Bug 97524

Summary:	Samplers referring to the same texture unit with different types should raise GL_INVALID_OPERATION
Product:	Mesa	Reporter:	Matias N. Goldberg <dark_sylinc>
Component:	Mesa core	Assignee:	mesa-dev
Status:	RESOLVED FIXED	QA Contact:	mesa-dev
Severity:	minor
Priority:	medium
Version:	git
Hardware:	x86-64 (AMD64)
OS:	Linux (All)
Whiteboard:
i915 platform:		i915 features:
Attachments:	Bug repro Kern.log when it managed to reset Kern.log when it failed to reset Validate sampler types across the whole program

Description Matias N. Goldberg 2016-08-29 04:06:14 UTC

Created attachment 126091 [details]
Bug repro

Running invalid the following GL settings hangs Mesa pretty badly. Sometimes it says stuck on ring(0)/(3), other times it just hangs; GPU tries to reset but does a really poor job (at least I can blindly go to tty1 via Ctrl+Alt+F1 then reboot via Ctrl+Alt+Supr).

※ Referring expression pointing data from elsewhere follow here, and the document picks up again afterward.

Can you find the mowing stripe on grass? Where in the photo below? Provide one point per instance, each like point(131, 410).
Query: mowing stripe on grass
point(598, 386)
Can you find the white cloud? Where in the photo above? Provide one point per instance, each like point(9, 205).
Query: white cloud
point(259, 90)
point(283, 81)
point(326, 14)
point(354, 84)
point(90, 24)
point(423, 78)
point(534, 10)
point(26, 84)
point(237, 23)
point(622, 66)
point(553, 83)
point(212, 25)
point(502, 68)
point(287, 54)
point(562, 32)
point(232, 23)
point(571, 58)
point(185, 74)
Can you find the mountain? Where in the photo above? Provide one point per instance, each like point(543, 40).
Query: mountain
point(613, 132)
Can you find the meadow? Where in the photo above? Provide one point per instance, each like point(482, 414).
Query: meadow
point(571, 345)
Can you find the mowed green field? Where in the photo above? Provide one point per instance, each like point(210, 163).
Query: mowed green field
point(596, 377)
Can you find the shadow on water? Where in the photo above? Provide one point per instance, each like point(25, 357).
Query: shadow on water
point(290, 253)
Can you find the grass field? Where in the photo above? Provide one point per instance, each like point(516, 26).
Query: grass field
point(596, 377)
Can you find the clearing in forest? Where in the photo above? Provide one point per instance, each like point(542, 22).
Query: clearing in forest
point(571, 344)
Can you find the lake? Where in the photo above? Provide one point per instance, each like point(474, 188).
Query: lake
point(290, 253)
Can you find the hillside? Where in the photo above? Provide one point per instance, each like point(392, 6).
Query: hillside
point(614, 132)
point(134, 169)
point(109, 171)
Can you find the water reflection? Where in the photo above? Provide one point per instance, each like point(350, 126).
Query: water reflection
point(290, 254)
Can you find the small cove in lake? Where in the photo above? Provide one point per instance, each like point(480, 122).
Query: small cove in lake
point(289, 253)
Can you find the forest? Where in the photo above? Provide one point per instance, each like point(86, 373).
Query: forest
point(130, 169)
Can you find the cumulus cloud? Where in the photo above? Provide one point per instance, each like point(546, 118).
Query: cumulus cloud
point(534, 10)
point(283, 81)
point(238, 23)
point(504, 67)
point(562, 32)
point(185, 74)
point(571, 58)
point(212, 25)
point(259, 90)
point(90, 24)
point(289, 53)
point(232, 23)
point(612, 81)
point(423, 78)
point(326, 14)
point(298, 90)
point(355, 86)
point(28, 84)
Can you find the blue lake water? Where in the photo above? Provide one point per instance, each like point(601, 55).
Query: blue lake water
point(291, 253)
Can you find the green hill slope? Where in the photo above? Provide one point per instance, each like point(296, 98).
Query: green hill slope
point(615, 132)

Attachment provided to repro the bug.

What is causing it:
Vertex Shader must use samplerBuffer on binding point 0.
Pixel Shader must use samplerCube on binding point 0.
Bind a TBO to binding point 0.

What happens:
Near full system hang, it becomes really unstable. System can be soft-rebooted but that's it.

What should happen:
All other GPU drivers I tested with handle this gracefully by raising a GL_INVALID_OPERATION error and continuing rendering the rest normally.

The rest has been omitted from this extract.